In “Take It Home (Part 1)” you were introduced to the tension/resolution feelings of “HOME to IV to HOME” and “HOME to V to HOME”. Of course, you don’t always have to go straight home – you can make a few other stops along the way. The examples in this article will introduce you to feeling two tensions before going HOME.
First, “HOME” will renamed “I“. So “HOME to IV to HOME” will now be referred to as “I to IV to I” or just “I–IV–I“. “HOME to V to HOME” will now be referred to as “I to V to I” or just “I–V–I“. This is the common way to describe the feeling of cord progressions.
The chord progression which these examples focus on is “I–IV–V–I“. Now instead of “I–?–I“, you will see “I–?–?–I“. Since this article is specifically focused on feeling “I–IV–V–I“, you already know that the first “?” will be “IV” and the second “?” will be “V“. You just need to feel when they happen.

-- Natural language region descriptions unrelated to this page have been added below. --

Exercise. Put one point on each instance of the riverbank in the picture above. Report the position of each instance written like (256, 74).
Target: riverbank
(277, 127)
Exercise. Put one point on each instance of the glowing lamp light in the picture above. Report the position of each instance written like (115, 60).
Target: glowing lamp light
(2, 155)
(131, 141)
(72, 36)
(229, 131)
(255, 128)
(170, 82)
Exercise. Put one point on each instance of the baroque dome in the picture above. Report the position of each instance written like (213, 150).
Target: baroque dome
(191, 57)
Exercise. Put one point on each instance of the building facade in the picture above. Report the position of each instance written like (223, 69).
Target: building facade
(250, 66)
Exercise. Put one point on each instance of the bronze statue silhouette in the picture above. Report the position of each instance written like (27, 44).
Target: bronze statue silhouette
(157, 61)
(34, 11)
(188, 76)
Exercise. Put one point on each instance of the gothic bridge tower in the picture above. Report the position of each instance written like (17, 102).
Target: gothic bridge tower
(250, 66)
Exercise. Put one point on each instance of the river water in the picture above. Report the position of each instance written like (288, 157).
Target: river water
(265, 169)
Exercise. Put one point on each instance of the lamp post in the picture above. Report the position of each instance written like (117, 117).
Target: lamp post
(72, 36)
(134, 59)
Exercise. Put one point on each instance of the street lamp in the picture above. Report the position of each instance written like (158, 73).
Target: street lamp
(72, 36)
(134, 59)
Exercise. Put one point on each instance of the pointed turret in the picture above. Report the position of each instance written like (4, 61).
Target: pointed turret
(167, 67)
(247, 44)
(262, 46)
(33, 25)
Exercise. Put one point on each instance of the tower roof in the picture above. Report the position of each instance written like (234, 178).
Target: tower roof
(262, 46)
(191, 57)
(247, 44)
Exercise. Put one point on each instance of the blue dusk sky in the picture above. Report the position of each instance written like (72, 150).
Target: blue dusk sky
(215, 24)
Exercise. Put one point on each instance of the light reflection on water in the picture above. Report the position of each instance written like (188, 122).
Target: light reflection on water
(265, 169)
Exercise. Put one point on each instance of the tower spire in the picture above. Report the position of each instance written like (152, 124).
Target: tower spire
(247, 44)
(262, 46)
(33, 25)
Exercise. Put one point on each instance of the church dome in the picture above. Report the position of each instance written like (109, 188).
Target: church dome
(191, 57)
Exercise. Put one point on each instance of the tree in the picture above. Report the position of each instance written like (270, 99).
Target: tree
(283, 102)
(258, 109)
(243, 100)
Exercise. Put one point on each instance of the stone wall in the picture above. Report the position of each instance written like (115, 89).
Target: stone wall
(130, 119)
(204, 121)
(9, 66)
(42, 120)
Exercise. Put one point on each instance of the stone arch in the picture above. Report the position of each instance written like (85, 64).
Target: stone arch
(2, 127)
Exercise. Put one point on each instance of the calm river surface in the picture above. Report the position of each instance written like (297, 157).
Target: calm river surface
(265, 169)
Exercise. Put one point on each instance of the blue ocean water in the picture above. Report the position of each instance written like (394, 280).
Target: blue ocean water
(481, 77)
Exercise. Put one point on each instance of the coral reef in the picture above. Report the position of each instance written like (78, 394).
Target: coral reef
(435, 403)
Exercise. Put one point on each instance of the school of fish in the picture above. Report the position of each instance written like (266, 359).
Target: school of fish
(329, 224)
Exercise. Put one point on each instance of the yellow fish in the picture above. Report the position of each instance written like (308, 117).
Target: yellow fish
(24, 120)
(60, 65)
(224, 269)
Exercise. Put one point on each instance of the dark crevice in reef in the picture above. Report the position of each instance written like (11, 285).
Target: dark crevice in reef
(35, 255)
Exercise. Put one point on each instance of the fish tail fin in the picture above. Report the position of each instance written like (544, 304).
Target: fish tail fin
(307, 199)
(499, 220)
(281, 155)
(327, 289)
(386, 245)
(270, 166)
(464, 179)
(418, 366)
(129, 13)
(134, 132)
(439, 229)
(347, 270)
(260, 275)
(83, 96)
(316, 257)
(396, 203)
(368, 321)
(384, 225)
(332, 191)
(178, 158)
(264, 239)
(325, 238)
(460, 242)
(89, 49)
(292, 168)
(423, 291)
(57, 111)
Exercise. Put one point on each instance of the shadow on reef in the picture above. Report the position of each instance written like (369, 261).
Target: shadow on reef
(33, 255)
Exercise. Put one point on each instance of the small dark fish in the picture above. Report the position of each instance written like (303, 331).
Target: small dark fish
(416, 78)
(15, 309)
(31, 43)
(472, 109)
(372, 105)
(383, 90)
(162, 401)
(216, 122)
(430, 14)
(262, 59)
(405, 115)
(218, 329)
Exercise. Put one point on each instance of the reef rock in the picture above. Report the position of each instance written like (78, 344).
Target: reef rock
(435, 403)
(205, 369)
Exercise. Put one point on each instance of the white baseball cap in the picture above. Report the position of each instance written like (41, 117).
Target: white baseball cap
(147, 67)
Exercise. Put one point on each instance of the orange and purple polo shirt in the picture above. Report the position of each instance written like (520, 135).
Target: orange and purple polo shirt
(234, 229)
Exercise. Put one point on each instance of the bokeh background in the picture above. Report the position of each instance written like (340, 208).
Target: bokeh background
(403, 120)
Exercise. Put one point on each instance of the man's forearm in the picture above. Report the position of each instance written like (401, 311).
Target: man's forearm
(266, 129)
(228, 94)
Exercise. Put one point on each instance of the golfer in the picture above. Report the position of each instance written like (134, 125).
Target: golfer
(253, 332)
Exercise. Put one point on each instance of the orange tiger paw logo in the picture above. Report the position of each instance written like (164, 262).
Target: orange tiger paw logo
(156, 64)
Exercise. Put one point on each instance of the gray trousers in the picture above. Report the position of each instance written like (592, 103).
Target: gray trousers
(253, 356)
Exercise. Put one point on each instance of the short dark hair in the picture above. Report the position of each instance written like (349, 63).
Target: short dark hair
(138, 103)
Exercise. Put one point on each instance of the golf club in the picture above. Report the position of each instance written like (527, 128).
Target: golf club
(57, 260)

The examples are presented using the same format used in “Take It Home (Part 1)”, with a few refinements:
- double vertical lines are used to define each distinct section in the core form of the song. These are called “Double Bar Lines”;
- instead of referring to these sections as “verse” or “chorus”, they are each given a boxed lettered name; and,
- “Repeat Signs” are used. These are the thick line/thin line/double dots you see. One repeat sign is facing forward (“Forward Repeat Sign”), and one is facing backward (“Backward Repeat Sign”). The first time you reach the backward repeat sign you go back and play from the corresponding forward repeat sign. The second time you reach the backward repeat sign, you ignore it. Repeat signs only work once. Therefore, the core form of “Heartaches By the Number” is [A], [A]. [B], [B]. The core form of “That’s All Right Mama” is [A], [A]. [B] (because [B] doesn’t have repeat signs).
As with the examples in “Take It Home (Part 1)”, it is up to you to sort out how the information given in the core form is used to create the entire song.